Kapolsek Peranap IPTU Yopi Ferdian, Kamis 14/7/2026 menjelaskan, kasus ini berawal dari laporan korban M. Manurung, warga Dusun III Peladangan Indah, Desa Pesajian, Kecamatan Batang Peranap, yang diterima Polsek Peranap pada 7 Juli 2026.
Peristiwa terjadi pada Minggu (28/6/2026) sekitar pukul 18.30 WIB di rumah korban. Saat itu korban berada di Kota Tebing Tinggi, Sumatera Utara.
Korban mendapat informasi dari saksi bahwa EM alias Edo, yang merupakan anggota teknisi wifi milik korban, diduga telah mencuri uang hasil penjualan voucher wifi sebesar Rp24.300.000. Uang tersebut sebelumnya disimpan di dalam tas ransel di kamar rumah korban.
"Tidak hanya itu, EM alias Edo juga diduga membawa kabur 1 unit sepeda motor Honda Vario milik korban," kata Kapolsek IPTU Yopi.
Menindaklanjuti laporan, Unit Reskrim Polsek Peranap berkoordinasi dengan Satreskrim Polres Toba. Hasilnya, EM alias Edo berhasil diamankan di Porsea, Kabupaten Toba, Sumatera Utara.
Dari hasil interogasi, EM mengakui perbuatannya. Ia juga mengaku telah menjual sepeda motor hasil penggelapan kepada SRS alias Odi di Simpang TB, Kecamatan Tandun, Kabupaten Rokan Hulu.
"Berbekal informasi tersebut, pada Sabtu (11/7/2026) sekitar pukul 03.00 WIB, tim kembali mengamankan SRS alias Odi di Simpang TB," terangnya.
Dari pengakuan SRS, sepeda motor tersebut dibelinya dari EM dengan harga Rp5.000.000 dan saat ini disimpan di rumahnya di Rantau Prapat, Kabupaten Labuhanbatu, Sumatera Utara.

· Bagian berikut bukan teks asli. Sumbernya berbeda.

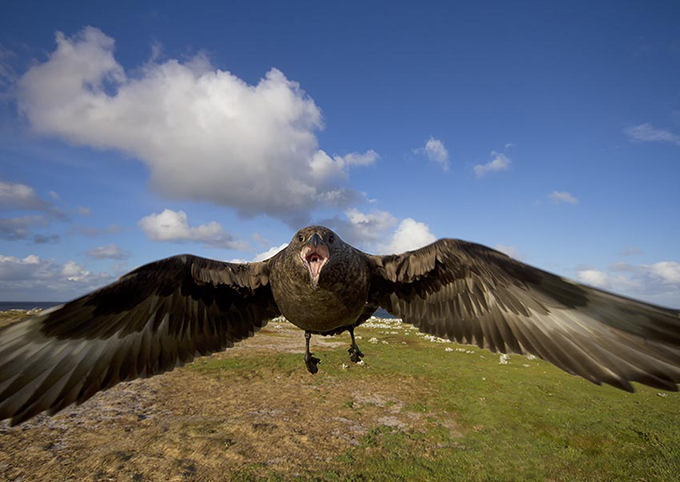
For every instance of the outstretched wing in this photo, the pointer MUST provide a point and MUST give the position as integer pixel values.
(151, 320)
(475, 295)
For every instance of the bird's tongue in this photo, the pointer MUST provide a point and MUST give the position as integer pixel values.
(315, 261)
(316, 258)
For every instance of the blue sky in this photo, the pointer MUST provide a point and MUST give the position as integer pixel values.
(134, 131)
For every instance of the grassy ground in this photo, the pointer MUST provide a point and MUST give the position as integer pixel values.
(417, 409)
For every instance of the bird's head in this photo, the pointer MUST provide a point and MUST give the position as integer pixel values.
(316, 246)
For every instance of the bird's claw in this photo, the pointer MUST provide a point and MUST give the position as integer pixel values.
(311, 362)
(355, 355)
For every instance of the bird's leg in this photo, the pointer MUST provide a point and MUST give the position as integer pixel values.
(310, 361)
(354, 353)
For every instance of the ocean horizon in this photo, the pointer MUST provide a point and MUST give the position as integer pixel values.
(27, 305)
(43, 305)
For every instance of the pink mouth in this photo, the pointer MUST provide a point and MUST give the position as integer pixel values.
(315, 258)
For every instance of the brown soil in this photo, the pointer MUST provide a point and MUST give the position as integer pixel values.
(185, 425)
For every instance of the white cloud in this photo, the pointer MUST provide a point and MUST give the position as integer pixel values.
(108, 251)
(34, 277)
(509, 250)
(362, 229)
(16, 228)
(375, 231)
(500, 162)
(408, 236)
(435, 151)
(83, 211)
(204, 133)
(630, 251)
(46, 238)
(668, 272)
(20, 196)
(649, 133)
(72, 271)
(357, 159)
(92, 231)
(593, 277)
(270, 252)
(558, 197)
(657, 283)
(174, 226)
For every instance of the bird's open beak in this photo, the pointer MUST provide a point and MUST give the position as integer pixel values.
(315, 255)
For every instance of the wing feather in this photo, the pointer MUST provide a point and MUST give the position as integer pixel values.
(151, 320)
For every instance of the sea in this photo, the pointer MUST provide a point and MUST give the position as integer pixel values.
(43, 305)
(27, 305)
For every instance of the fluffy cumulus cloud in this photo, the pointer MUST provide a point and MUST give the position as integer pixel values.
(20, 196)
(204, 133)
(17, 197)
(560, 197)
(499, 162)
(174, 226)
(656, 283)
(509, 250)
(23, 278)
(593, 277)
(362, 229)
(435, 151)
(668, 272)
(649, 133)
(270, 252)
(409, 235)
(16, 228)
(108, 251)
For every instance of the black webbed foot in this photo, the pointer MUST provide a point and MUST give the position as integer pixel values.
(355, 355)
(310, 360)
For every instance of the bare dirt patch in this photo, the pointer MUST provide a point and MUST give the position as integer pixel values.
(188, 425)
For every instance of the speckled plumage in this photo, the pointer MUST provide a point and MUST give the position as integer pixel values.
(164, 314)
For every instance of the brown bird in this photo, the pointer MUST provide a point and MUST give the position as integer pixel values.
(164, 314)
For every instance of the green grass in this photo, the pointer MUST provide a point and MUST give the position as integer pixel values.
(516, 422)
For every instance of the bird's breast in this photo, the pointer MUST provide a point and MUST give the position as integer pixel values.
(337, 301)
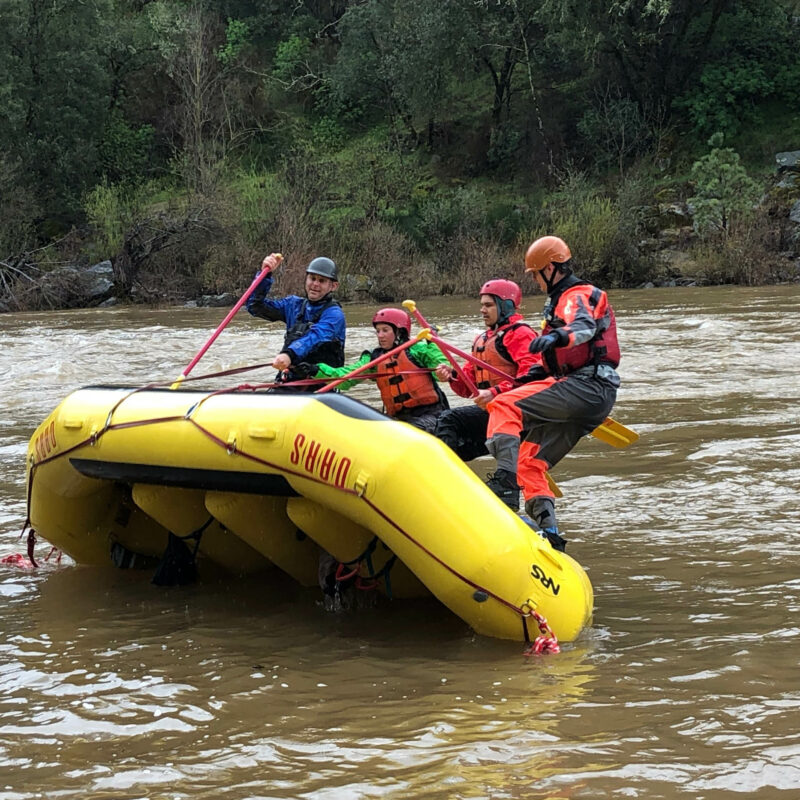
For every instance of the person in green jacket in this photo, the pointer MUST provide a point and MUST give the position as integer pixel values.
(405, 381)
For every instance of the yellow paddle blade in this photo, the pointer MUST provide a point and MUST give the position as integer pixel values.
(553, 486)
(615, 433)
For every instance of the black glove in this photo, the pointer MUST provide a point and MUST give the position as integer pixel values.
(536, 373)
(302, 370)
(262, 286)
(547, 342)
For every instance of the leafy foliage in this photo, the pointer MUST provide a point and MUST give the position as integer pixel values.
(441, 128)
(724, 193)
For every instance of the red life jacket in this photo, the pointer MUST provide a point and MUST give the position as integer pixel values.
(602, 348)
(400, 392)
(489, 348)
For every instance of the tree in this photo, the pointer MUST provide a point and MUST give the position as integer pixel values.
(723, 190)
(54, 97)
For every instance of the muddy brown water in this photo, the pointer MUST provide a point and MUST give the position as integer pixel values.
(687, 684)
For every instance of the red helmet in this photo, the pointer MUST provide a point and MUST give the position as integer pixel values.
(504, 290)
(399, 319)
(544, 251)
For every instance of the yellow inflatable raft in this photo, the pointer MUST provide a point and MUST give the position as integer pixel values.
(270, 478)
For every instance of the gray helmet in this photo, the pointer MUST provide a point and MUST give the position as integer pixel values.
(324, 267)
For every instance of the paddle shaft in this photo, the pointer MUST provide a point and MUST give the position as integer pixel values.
(230, 315)
(468, 382)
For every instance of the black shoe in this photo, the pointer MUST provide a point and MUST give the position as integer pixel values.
(557, 542)
(504, 485)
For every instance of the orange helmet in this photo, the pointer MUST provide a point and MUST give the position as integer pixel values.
(399, 319)
(503, 290)
(544, 251)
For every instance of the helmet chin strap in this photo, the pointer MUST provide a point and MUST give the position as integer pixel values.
(556, 276)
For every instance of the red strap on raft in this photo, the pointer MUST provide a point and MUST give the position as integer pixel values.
(546, 643)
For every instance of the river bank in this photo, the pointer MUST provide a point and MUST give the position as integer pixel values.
(684, 687)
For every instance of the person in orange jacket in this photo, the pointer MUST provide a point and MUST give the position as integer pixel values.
(504, 344)
(571, 392)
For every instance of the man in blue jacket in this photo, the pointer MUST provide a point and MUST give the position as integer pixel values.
(315, 324)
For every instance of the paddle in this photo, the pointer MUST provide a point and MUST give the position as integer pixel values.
(242, 300)
(411, 307)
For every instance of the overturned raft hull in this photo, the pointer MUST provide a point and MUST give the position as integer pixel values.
(271, 478)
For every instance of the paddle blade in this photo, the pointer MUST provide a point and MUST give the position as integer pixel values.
(615, 433)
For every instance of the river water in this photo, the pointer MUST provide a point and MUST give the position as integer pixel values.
(685, 686)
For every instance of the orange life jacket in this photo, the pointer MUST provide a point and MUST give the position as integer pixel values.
(399, 391)
(603, 348)
(489, 348)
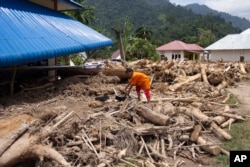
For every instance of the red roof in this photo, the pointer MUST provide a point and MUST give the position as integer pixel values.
(179, 45)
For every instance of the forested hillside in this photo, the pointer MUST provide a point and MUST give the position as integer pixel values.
(236, 21)
(166, 21)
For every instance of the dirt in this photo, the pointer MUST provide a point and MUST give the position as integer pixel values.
(242, 92)
(74, 94)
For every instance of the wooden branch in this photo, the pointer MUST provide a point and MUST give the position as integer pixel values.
(151, 116)
(146, 147)
(12, 128)
(187, 100)
(242, 68)
(189, 79)
(204, 75)
(195, 134)
(228, 122)
(151, 130)
(19, 149)
(214, 150)
(45, 151)
(216, 129)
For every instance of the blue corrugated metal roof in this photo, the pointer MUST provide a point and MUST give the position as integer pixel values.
(29, 32)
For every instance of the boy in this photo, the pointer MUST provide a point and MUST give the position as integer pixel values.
(140, 81)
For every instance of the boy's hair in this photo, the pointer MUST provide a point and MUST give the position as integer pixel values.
(129, 70)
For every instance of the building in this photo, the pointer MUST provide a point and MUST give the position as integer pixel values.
(233, 47)
(34, 30)
(180, 50)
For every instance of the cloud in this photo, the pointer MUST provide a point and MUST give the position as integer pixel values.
(234, 7)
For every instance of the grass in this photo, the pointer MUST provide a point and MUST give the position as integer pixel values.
(240, 138)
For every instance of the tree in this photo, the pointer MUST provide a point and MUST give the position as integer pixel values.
(84, 15)
(139, 48)
(143, 32)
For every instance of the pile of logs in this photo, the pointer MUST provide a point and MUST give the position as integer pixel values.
(187, 118)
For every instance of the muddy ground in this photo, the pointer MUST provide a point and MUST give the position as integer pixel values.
(45, 101)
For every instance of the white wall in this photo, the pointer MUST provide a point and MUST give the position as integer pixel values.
(229, 55)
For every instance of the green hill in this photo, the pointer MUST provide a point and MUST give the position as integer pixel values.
(167, 21)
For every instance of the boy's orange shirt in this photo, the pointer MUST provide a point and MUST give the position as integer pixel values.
(140, 79)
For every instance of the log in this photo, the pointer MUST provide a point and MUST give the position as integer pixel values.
(195, 134)
(179, 85)
(212, 149)
(12, 128)
(228, 122)
(195, 112)
(204, 75)
(187, 100)
(220, 132)
(151, 130)
(151, 116)
(21, 148)
(242, 68)
(219, 119)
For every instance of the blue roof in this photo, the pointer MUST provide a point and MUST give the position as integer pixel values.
(29, 32)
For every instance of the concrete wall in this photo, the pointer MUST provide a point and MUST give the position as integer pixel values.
(229, 55)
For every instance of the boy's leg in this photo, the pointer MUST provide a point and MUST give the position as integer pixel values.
(147, 94)
(138, 89)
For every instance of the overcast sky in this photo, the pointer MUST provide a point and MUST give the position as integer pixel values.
(239, 8)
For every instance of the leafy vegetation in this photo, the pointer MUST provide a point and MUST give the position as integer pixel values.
(151, 23)
(166, 21)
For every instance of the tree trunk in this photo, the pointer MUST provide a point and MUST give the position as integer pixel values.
(151, 116)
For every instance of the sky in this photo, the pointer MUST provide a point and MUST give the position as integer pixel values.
(239, 8)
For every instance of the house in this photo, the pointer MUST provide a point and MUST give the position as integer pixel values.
(180, 50)
(34, 30)
(233, 47)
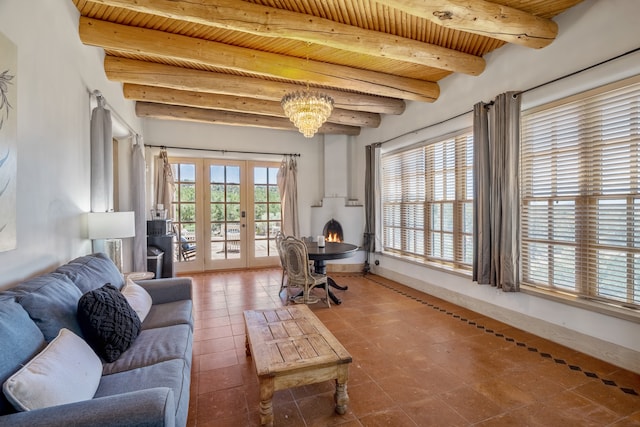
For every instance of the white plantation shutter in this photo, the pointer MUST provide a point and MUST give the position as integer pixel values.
(427, 201)
(580, 194)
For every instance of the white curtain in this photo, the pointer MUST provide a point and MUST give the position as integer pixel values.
(496, 198)
(164, 183)
(138, 205)
(101, 158)
(371, 198)
(288, 186)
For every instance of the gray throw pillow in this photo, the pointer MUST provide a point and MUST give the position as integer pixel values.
(109, 324)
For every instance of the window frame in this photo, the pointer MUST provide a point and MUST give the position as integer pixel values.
(408, 214)
(594, 187)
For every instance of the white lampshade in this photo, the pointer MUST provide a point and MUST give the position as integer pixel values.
(111, 225)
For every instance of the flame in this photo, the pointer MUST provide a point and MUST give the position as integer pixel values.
(333, 237)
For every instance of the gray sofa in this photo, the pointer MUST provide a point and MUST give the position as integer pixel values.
(148, 385)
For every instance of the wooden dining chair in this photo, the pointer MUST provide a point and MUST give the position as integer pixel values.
(296, 262)
(279, 238)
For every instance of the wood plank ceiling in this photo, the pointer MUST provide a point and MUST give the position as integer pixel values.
(230, 62)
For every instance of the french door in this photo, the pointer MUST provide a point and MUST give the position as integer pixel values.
(225, 214)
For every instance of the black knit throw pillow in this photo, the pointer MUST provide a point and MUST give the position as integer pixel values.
(108, 322)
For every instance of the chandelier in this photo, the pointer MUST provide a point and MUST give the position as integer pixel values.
(307, 110)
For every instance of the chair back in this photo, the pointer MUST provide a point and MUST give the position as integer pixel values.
(296, 260)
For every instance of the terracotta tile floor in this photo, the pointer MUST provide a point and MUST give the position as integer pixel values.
(417, 361)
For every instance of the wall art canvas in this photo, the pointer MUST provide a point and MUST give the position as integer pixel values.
(8, 142)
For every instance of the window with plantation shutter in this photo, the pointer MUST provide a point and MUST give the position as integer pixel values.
(580, 189)
(427, 202)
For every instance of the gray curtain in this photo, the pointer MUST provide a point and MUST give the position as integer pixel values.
(372, 153)
(496, 136)
(164, 183)
(288, 186)
(138, 205)
(101, 158)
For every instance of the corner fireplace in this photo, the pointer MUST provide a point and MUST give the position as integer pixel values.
(333, 231)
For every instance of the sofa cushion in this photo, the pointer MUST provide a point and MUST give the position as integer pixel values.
(66, 371)
(108, 322)
(51, 301)
(155, 346)
(171, 373)
(171, 313)
(20, 340)
(90, 272)
(138, 298)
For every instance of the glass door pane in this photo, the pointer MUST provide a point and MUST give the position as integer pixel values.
(185, 213)
(227, 215)
(266, 215)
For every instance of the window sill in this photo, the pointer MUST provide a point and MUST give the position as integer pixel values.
(432, 265)
(629, 314)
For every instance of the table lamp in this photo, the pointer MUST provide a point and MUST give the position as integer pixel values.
(112, 227)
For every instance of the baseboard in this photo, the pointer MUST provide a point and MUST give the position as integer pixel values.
(609, 352)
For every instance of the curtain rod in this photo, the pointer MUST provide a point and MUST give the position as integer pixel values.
(223, 151)
(99, 96)
(519, 93)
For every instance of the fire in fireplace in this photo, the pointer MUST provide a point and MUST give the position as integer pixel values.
(333, 231)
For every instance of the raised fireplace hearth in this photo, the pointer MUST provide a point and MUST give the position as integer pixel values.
(333, 231)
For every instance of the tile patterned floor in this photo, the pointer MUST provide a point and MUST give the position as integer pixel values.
(417, 361)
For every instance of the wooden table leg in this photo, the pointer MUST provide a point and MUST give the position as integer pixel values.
(266, 401)
(341, 396)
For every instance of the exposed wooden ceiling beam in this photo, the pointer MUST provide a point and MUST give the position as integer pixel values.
(271, 22)
(133, 40)
(484, 18)
(173, 112)
(152, 94)
(150, 74)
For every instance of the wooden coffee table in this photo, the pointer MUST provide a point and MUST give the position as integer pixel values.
(291, 347)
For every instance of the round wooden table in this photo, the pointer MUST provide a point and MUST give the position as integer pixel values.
(332, 250)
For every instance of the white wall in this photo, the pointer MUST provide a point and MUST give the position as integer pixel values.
(589, 33)
(55, 74)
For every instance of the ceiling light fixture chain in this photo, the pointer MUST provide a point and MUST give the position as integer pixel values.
(307, 110)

Sekitar pukul 13.00 WIB hari yang sama, tim bergerak ke Labuhanbatu dan berhasil mengamankan 1 unit Honda Vario warna Hitam Violet tersebut.
Saat ini kedua tersangka beserta barang bukti telah dibawa ke Mapolsek Peranap untuk proses hukum lebih lanjut.
EM alias Edo disangkakan Pasal 476 dan atau Pasal 488 UU Nomor 1 Tahun 2023 tentang KUHP. Sementara SRS alias Odi disangkakan Pasal 591 huruf a UU Nomor 1 Tahun 2023 tentang KUHP tentang penadahan.
"Polsek Peranap saat ini masih melakukan pengembangan untuk mengungkap kemungkinan keterlibatan pihak lain," pungkas IPTU Yopi.